Low-Dimensional Dynamics for Higher Order Harmonic Globally Coupled Phase Oscillator Ensemble

TL;DR

This paper extends the low-dimensional theory for globally coupled oscillators to include higher-order harmonic coupling, enabling analytical understanding of complex phenomena like asymmetrical clustering.

Contribution

It generalizes the Watanabe-Strogatz approach to arbitrary system sizes for higher-order coupling, providing new insights into complex synchronization patterns.

Findings

Analytical explanation of asymmetrical clustering.

Extension of low-dimensional theory to higher-order modes.

Discussion of phenomena beyond first-order harmonic coupling.

Abstract

The Kuramoto model, despite its popularity as a mean-field theory for many synchronization phenomenon of oscillatory systems, is limited to a first-order harmonic coupling of phases.

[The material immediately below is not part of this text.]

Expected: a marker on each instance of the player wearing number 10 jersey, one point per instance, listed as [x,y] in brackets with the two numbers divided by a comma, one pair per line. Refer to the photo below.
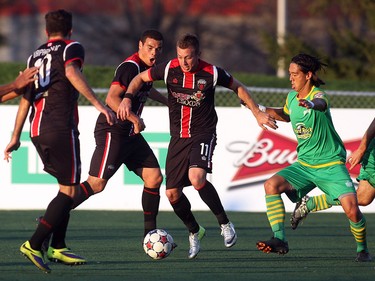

For higher-order coupling, there only exists a low-dimensional theory in the thermodynamic limit. In this paper, we extend the formulation used by Watanabe and Strogatz to obtain a low-dimensional description of a system of arbitrary size of identical oscillators coupled all-to-all via their higher-order modes. To demonstrate an application of the formulation, we use a second harmonic globally coupled model, with a mean-field equal to the square of the Kuramoto mean-field. This model is known to exhibit asymmetrical clustering in previous numerical studies. We try to explain the phenomenon of asymmetrical clustering using the analytical theory developed here, as well as discuss certain phenomena not observed at the level of first-order harmonic coupling.